#OFFLINE – Life Beyond the Screen is a visual investigation into presence, body, and public space in the post-digital era. This is because, in recent decades and with exponential growth, global society has entered what sociologist Manuel Castells defines as a “network society”, a reality where the social structure is organized around digital networks and where human experience is mediated by technology.
This is a social phenomenon that is also known globally by the term “alone together”, practically a state of constant connection but emotional isolation. In this context, #Offline is not a regressive call against technology, but a critical framework that analyzes the displacement of experience from the body to the screen, the transformation of memory from a physical and collective archive into an algorithmic database, the commodification of attention (attention economy), and the replacement of physical public space with virtual space.
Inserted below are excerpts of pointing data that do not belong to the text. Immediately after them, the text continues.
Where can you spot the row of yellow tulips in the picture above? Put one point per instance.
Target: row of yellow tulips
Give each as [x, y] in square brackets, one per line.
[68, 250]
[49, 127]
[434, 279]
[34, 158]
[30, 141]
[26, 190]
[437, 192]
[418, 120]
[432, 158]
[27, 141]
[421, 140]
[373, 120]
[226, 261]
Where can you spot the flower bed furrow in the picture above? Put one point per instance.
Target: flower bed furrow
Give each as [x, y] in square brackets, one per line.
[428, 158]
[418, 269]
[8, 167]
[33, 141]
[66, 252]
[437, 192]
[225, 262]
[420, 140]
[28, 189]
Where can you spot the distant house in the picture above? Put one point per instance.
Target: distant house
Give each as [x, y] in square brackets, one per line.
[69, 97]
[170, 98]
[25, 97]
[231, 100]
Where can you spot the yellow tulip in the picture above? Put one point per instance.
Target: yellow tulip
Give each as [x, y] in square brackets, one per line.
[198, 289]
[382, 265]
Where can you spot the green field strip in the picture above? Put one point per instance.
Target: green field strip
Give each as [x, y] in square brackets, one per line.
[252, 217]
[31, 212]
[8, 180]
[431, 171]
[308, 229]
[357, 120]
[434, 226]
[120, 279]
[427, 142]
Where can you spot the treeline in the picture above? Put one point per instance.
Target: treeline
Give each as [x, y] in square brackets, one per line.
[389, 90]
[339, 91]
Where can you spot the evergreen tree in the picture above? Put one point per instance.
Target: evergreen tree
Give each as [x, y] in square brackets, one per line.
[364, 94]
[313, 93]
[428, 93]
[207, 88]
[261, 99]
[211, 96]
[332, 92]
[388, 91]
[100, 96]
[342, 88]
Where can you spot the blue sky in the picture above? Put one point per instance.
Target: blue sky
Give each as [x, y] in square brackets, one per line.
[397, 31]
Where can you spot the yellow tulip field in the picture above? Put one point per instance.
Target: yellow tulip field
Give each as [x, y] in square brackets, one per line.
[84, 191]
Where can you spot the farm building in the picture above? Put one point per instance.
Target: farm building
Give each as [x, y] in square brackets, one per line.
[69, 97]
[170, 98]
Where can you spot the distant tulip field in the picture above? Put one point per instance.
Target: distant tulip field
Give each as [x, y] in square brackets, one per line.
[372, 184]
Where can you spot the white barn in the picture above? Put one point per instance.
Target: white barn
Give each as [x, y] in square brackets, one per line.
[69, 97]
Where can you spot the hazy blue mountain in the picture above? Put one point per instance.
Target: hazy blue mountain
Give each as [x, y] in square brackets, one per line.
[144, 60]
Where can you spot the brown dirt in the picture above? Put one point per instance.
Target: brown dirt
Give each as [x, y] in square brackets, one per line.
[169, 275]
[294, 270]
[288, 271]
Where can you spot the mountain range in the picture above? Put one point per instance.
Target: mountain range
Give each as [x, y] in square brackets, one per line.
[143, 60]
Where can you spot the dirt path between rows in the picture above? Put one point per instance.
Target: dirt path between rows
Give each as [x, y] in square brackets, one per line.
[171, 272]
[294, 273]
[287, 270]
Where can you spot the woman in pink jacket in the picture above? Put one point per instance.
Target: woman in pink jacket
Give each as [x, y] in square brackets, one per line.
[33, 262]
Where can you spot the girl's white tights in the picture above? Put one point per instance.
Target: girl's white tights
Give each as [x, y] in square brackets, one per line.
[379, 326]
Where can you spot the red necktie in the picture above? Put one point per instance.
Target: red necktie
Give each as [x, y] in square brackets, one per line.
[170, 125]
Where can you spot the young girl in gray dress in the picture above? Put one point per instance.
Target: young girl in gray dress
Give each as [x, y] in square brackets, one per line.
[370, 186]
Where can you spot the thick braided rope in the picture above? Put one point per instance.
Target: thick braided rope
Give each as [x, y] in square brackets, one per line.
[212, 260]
Philosopher Byung-Chul Han argues that contemporary society has moved from a society of discipline to a society of performance and transparency, where the individual is constantly exposed and exploited through the continuous production of the image. In this reality, physical presence risks being reduced to a simulacrum, while real experience is replaced by its representation. At the same time, Jean Baudrillard’s theories on simulation and hyper-reality make us reflect on the fact that today we often consume the image of life, more than life itself. Against this theoretical backdrop, TIPF, with the theme #Offline, places a research question at the center of its 9th edition of public dialogue: How can the dimension of embodied experience be recovered in an era of total digital mediation?